The NY Times reported last week on a growing phenomenon that has its roots deep in American history: luxury hospital suites.
Responding to "medical tourism" in places like Singapore and Thailand, where wealthier patrons pay for the most pleasant service they can find, American hospitals are striving ever more to provide star hotel-like quality.
NY-Presbyterian/Weill Cornell hospital, for example, treats patients in an exclusive wing with premium bed linens, polished bathrooms, panoramic windows, and elaborate menus. For over $1000/day, the atrium features a waterfall and grand piano. Of all of the descriptions the Times offers, the priciest room is an LA maternity ward, for $3,784.
The attraction for doctors is that this fee is on top of the medical bill and doesn't involve the tedious third-payer system. However, some raise ethical and consequential concerns. On the one hand, how moral is it to afford poorer individuals double-occupancy rooms, when others enjoy the lap of luxury, especially when "singles are now the national standard for infection control and quicker recovery." This ethical tension first became a factor at the turn of the 19th century, according to a Columbia professor of public health.

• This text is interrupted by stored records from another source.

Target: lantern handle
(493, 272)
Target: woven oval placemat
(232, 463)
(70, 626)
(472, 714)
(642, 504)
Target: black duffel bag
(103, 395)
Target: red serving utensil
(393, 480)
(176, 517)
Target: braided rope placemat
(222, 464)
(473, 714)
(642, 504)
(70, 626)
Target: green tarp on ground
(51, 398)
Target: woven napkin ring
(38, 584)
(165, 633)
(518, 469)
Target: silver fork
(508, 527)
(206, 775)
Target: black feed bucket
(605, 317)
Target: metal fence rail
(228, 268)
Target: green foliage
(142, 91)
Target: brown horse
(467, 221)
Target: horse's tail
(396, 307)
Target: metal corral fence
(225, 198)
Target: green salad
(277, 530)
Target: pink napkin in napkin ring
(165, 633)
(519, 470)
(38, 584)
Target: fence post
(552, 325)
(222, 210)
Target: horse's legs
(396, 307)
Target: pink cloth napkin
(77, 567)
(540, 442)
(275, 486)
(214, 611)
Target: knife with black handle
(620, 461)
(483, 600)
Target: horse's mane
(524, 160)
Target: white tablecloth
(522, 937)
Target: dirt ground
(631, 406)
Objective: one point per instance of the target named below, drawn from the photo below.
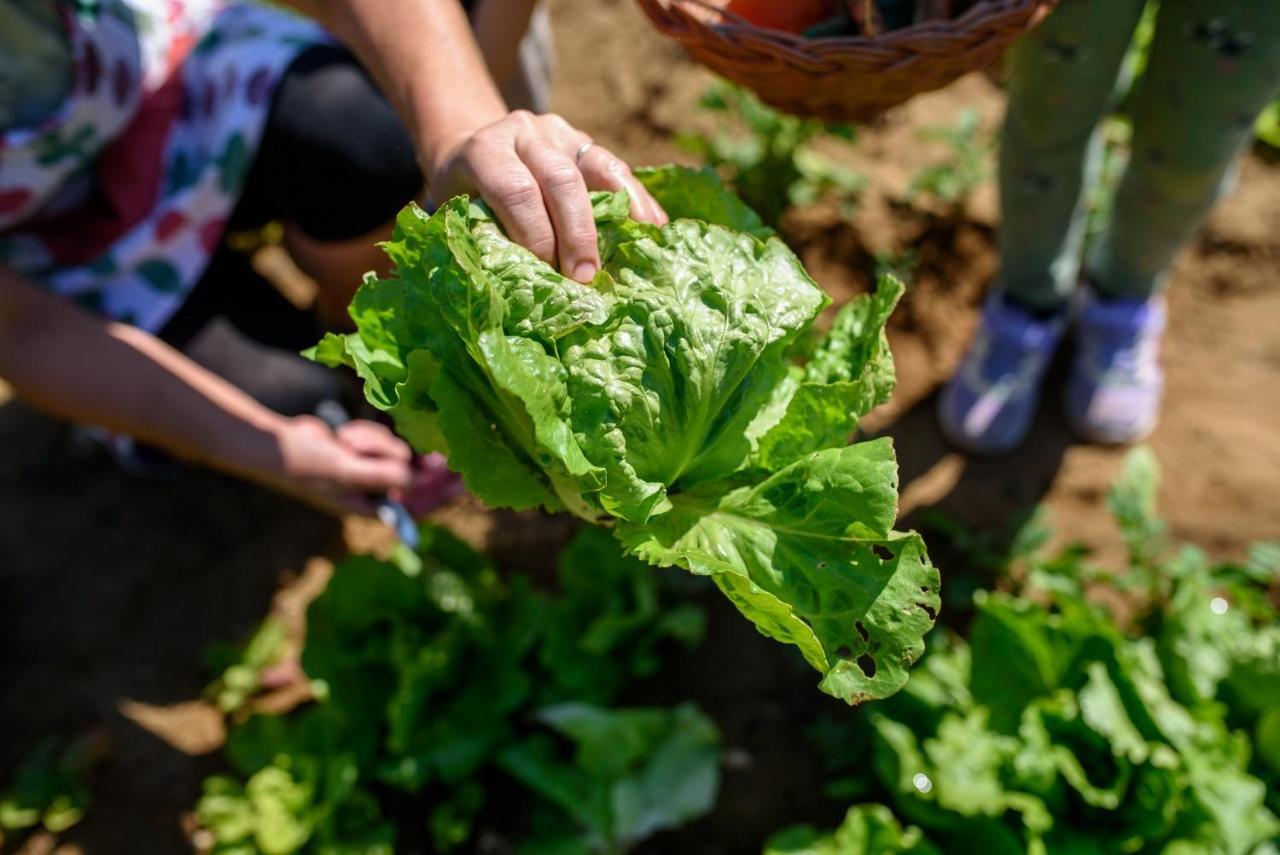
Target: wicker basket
(850, 78)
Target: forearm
(425, 58)
(80, 367)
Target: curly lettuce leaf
(809, 556)
(661, 399)
(634, 772)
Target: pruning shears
(391, 512)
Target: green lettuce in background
(1059, 726)
(661, 401)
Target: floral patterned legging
(1214, 65)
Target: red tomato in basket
(791, 15)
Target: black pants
(337, 163)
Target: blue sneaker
(988, 405)
(1114, 391)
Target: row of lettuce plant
(1087, 711)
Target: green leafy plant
(768, 158)
(426, 681)
(1055, 728)
(50, 789)
(631, 773)
(659, 402)
(867, 828)
(242, 667)
(1269, 126)
(954, 179)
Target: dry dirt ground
(110, 586)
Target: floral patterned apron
(120, 197)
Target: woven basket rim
(730, 22)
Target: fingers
(512, 192)
(373, 474)
(524, 167)
(565, 193)
(604, 170)
(371, 439)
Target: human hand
(342, 470)
(534, 172)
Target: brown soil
(110, 586)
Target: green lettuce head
(662, 399)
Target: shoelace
(1119, 357)
(993, 350)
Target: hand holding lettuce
(661, 401)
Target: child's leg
(1214, 67)
(1064, 76)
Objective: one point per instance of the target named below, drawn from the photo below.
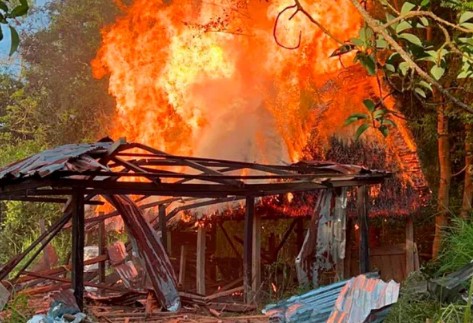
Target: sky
(34, 19)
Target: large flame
(207, 78)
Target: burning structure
(197, 78)
(87, 170)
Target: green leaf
(381, 43)
(467, 25)
(465, 74)
(3, 6)
(18, 11)
(411, 38)
(362, 128)
(390, 67)
(384, 130)
(357, 42)
(467, 15)
(388, 122)
(15, 40)
(403, 68)
(369, 104)
(437, 72)
(379, 114)
(424, 21)
(403, 25)
(420, 91)
(355, 117)
(367, 61)
(406, 7)
(426, 85)
(345, 48)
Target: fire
(207, 78)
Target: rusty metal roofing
(350, 301)
(360, 297)
(68, 157)
(133, 168)
(313, 306)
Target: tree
(429, 50)
(72, 105)
(9, 12)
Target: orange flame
(207, 78)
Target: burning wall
(208, 79)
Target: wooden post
(182, 266)
(78, 241)
(162, 225)
(299, 234)
(102, 248)
(348, 247)
(256, 258)
(410, 265)
(247, 247)
(362, 208)
(200, 261)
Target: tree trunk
(441, 219)
(468, 186)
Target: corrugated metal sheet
(355, 300)
(67, 157)
(313, 306)
(360, 296)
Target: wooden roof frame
(201, 178)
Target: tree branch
(299, 8)
(411, 14)
(379, 28)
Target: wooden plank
(230, 241)
(182, 266)
(200, 261)
(162, 225)
(409, 246)
(348, 250)
(247, 247)
(256, 258)
(102, 248)
(78, 241)
(362, 209)
(56, 271)
(284, 239)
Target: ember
(185, 67)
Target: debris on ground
(345, 301)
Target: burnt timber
(83, 172)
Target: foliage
(9, 11)
(18, 309)
(376, 118)
(72, 106)
(56, 101)
(458, 246)
(412, 48)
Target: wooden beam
(348, 247)
(162, 225)
(182, 266)
(78, 241)
(248, 246)
(230, 241)
(284, 239)
(410, 263)
(200, 261)
(256, 258)
(102, 240)
(362, 209)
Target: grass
(457, 250)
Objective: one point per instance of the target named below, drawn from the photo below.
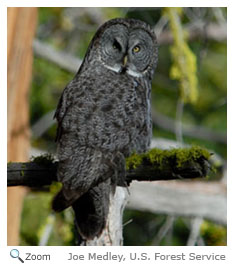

More importantly, does the occupancy of an entire wing of the hospital have any effect on those in the rest of the hospital? Recent occupations of entire NYC hospital wings by the Saudi king and Jay-Z and Beyonce have garnered sizeable complaint.
Meanwhile, the government is now cutting back on health funding, which raises other complex concerns about health incentives, as well as hospitals' public relations, which seem weak on this issue. Also hypocritical however are those patients on Medicare (which pays doctors relatively little), who also happen to be patrons of high-priced suites.